Recently, Norway’s 3rd biggest oil and gas firm, Aker Solutions, announced it was creating a spin-off named Seetee to hold a massive reserve of Bitcoin, and “establish mining operations that transfer stranded or intermittent electricity without stable demand locally”. Kjell Inge Røkke, one of Norway’s richest men, with a net worth of around $5 billion, wrote in a shareholder letter that “Bit­coin is, in our eyes, a load-bal­anc­ing eco­nom­ic bat­tery, and bat­ter­ies are es­sen­tial to the en­er­gy tran­si­tion re­quired to reach the tar­gets of the Paris Agreement. Our am­bi­tion is to be a valu­able part­ner in new re­new­able projects”. Their partner, Blockstream, promises to use Bitcoin mining to ease wind and solar integration by consuming electricity when there is “surplus” renewables during low demand periods.

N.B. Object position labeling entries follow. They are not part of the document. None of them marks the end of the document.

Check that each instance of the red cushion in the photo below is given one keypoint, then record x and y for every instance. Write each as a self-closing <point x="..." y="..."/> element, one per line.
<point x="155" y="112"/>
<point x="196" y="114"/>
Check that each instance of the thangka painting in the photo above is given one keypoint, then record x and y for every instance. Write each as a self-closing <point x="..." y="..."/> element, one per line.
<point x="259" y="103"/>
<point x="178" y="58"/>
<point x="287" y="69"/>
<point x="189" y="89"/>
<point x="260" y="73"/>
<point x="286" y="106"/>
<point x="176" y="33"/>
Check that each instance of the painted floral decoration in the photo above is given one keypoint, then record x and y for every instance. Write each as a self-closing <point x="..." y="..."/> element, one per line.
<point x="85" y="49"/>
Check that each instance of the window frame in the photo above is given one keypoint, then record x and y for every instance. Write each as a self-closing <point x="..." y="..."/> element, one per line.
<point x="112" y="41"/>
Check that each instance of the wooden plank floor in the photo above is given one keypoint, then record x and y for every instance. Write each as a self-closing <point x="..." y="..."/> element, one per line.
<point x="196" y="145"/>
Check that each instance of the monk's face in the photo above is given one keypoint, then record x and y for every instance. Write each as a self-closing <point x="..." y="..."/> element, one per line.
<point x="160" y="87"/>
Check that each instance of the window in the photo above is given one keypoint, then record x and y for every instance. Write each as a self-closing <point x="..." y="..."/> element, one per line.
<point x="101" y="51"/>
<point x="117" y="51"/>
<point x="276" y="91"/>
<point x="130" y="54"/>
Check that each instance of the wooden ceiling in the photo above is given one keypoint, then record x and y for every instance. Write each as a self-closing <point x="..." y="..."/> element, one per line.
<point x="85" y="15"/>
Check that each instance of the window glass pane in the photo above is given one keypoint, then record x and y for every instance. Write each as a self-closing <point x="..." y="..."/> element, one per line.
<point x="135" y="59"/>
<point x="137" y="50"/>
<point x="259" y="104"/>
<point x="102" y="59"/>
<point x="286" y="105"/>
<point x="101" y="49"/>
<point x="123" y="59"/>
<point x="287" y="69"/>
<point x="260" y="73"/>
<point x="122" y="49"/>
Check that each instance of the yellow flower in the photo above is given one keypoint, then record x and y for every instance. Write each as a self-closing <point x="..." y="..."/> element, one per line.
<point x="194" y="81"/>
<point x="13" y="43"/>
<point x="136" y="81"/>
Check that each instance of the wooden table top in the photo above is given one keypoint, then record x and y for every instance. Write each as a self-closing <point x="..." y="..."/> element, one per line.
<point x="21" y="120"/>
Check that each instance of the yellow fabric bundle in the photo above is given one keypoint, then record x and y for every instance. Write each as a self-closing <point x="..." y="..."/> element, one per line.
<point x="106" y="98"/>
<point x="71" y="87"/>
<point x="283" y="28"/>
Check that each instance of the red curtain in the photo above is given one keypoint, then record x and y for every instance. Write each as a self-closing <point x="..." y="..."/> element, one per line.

Energy storage works in two ways: first, it consumes power, then it generates it. Bitcoin is not energy storage. Bitcoin consumes electrical power, and then seems to only generate a bunch of intense emotions in white guys named Todd in my Twitter mentions. The gap between reality and these claims is so massive. But that gap indicates just how half-hearted the greenwashing element of Bitcoin is. A bunch of words they saw are chewed up and spat out, with near-zero comprehension of the grid dynamics involved.

Bitcoin’s massive demand could serve as a load balancing tool, consuming power only during rare moments of excess wind / solar output, but that again raises the question of why that surplus isn’t being used to charge a battery, produce hydrogen, or be transported via transmission line where it’s needed, all to displace fossil fuels. And of course, as grid design gets better, that amount of ‘surplus’ should rapidly shrink to zero. If it doesn’t, something is wrong.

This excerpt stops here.